First, let's calculate the heat lost by the warm water:

Q_water = m_water × c_water × ΔT_water

Given:
m_water = mass of water = 92.6 g
c_water = specific heat capacity of water = 4.184 J K-1g-1
ΔT_water = final temperature - initial temperature = (35.6 - 67.6) oC

Substituting the values:

Q_water = 92.6 g × 4.184 J K-1g-1 × (-32.0 oC)

Calculating:

Q_water = -12222.1312 J

Therefore, the heat lost by the warm water is approximately -12222.1312 J.

Now let's calculate the heat of vaporization of nitrogen:

Q_vaporization = m_nitrogen × ΔH_vaporization

Given:
m_nitrogen = mass of nitrogen = 61.4 g

We need to find ΔH_vaporization. To do so, we can use the equation:

ΔH_vaporization = Q_vaporization / m_nitrogen

Substituting the values:

ΔH_vaporization = -12222.1312 J / 61.4 g

Calculating:

ΔH_vaporization = -199.0319 J g-1

Therefore, the heat of vaporization of nitrogen is approximately -199.0319 J g-1.

To calculate the molar heat of vaporization, we need to convert the units from grams to moles. The molar mass of nitrogen (N2) is 28.0134 g/mol.

ΔH_vaporization_molar = ΔH_vaporization / molar_mass_nitrogen

Substituting the values:

ΔH_vaporization_molar = -199.0319 J g-1 / 28.0134 g/mol

Calculating:

ΔH_vaporization_molar = -7.1009 J mol-1

Therefore, the molar heat of vaporization of nitrogen is approximately -7.1009 J mol-1.

Now, let's calculate Trouton's constant.
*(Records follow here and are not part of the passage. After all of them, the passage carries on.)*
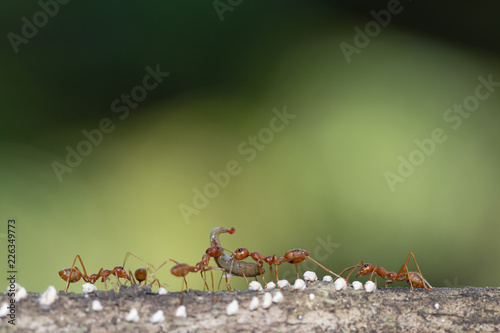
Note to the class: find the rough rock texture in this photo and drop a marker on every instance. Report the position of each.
(385, 310)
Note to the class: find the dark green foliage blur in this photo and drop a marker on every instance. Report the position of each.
(139, 126)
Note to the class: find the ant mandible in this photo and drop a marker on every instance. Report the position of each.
(413, 278)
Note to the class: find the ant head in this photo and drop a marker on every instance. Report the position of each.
(76, 275)
(213, 251)
(141, 274)
(365, 269)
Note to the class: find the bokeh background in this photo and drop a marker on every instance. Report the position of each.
(318, 184)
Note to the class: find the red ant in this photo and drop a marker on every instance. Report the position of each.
(141, 274)
(294, 256)
(226, 262)
(181, 269)
(413, 278)
(73, 274)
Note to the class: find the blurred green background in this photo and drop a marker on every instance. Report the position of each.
(318, 181)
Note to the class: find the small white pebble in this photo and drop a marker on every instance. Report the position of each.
(4, 309)
(340, 284)
(88, 288)
(49, 296)
(16, 288)
(232, 308)
(267, 301)
(181, 312)
(278, 297)
(283, 284)
(356, 285)
(96, 305)
(299, 284)
(133, 315)
(255, 286)
(327, 278)
(370, 286)
(271, 285)
(157, 317)
(254, 303)
(21, 294)
(310, 276)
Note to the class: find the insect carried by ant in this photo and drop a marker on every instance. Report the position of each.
(294, 256)
(141, 274)
(414, 279)
(227, 263)
(182, 269)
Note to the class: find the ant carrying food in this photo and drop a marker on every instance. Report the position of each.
(73, 274)
(294, 256)
(182, 269)
(413, 278)
(141, 274)
(226, 262)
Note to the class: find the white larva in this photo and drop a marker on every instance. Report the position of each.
(340, 284)
(370, 286)
(283, 283)
(327, 278)
(254, 303)
(96, 305)
(49, 296)
(133, 315)
(255, 286)
(88, 288)
(299, 284)
(181, 312)
(268, 301)
(278, 297)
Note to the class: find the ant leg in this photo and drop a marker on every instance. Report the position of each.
(415, 261)
(184, 282)
(371, 275)
(150, 269)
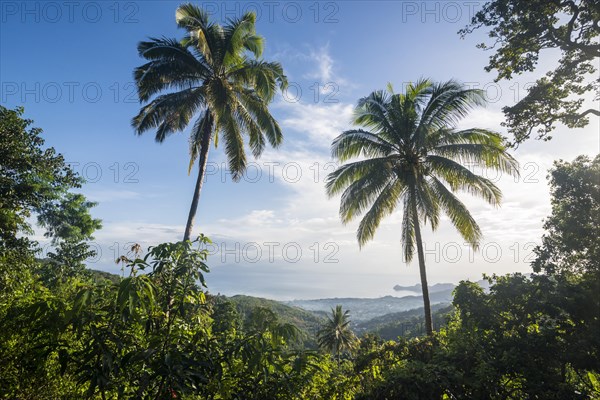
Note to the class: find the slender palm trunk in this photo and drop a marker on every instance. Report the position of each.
(423, 272)
(203, 157)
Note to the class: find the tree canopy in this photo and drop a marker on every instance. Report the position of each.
(520, 31)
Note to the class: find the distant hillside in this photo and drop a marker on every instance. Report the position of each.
(366, 309)
(406, 323)
(438, 287)
(303, 319)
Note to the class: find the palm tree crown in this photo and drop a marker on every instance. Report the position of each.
(215, 75)
(336, 336)
(415, 156)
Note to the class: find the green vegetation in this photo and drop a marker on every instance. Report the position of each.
(69, 332)
(219, 77)
(520, 32)
(416, 157)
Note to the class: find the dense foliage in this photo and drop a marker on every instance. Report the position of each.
(70, 333)
(416, 157)
(520, 31)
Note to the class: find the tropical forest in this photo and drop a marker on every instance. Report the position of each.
(338, 200)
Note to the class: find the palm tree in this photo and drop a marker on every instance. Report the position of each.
(336, 335)
(415, 156)
(215, 75)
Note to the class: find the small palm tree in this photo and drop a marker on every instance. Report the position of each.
(416, 157)
(336, 335)
(215, 76)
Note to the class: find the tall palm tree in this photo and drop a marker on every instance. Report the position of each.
(415, 156)
(215, 75)
(336, 336)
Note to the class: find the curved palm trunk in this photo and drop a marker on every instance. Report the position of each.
(203, 157)
(423, 272)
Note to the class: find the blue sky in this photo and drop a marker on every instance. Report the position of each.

We know that Trouton's constant is the ratio of the enthalpy (heat) of vaporization of a substance to its boiling point (in K).

ΔH_vaporization = Trouton's_constant × boiling_point

Given:
boiling_point_nitrogen = -196 oC = 77 K (convert to Kelvin)

To find the value of Trouton's constant, we can rearrange the equation:

Trouton's_constant = ΔH_vaporization / boiling_point

Substituting the values:

Trouton's_constant = -199.0319 J g-1 / 77 K

Calculating:

Trouton's_constant = -2.5871 J K-1 mol-1

Therefore, the value of Trouton's constant is approximately -2.5871 J K-1 mol-1.